What is an Enrolled Agent?

Raise your hand if you love the IRS. Hand not raised? It’s not surprising that many people loath and fear the IRS. Tax laws are so complicated and preparing income tax returns, paying taxes, and understanding everything involved can be very confusing. Being audited by the IRS is an individual or companies biggest fear when it comes to taxes. No one wants to have to give back money or pay additional penalties, or worse yet, go to jail.

When an individual needs representation against the IRS in cases of audits or appeals, they might turn to an enrolled agent for assistance.

Enrolled Agents

Enrolled agents are individuals who are considered tax professionals and have been authorized by the US Department of Treasury to represent tax payers in audits and appeals by the IRS. Enrolled agents are licensed to practice in areas of tax and finance, and are authorized to serve the public in tax matters. They are unrestricted in which clients they can represent or what types of cases they want to handle.

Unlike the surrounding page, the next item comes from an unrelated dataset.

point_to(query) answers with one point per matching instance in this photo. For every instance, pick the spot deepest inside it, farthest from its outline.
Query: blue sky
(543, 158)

Becoming an Enrolled Agent

It’s fairly easy to become an enrolled agent, although the preparation can be daunting.

An individual must take an exam regarding tax codes or have worked at the IRS for five years in the area of tax regulations. Individuals who become enrolled agents are subject to a background check and must comply with IRS ethical standards. Enrolled agents can be either self employed or work for a tax or accounting firm.

There are preparation classes online that individuals can take and practice tests available before one takes the official test. Colleges and large tax firms also offer classes that teach tax law to individuals looking to become enrolled agents.

Enrolled agents are expected to keep abreast of all current tax laws, therefor are required to take additional courses from time to time.

Finding an Enrolled Agent

If you need the assistance of an enrolled agent, you can search the National Association of Enrolled Agents which has over 11,000 members. You can also use online directories or the phone book and search under tax preparation.

Choose an enrolled agent who is local to you and well qualified. You can determine this by asking for references and current credentials. While an enrolled agent doesn’t have to join the National Association of Enrolled Agents, it is useful and beneficial to start looking for one who has.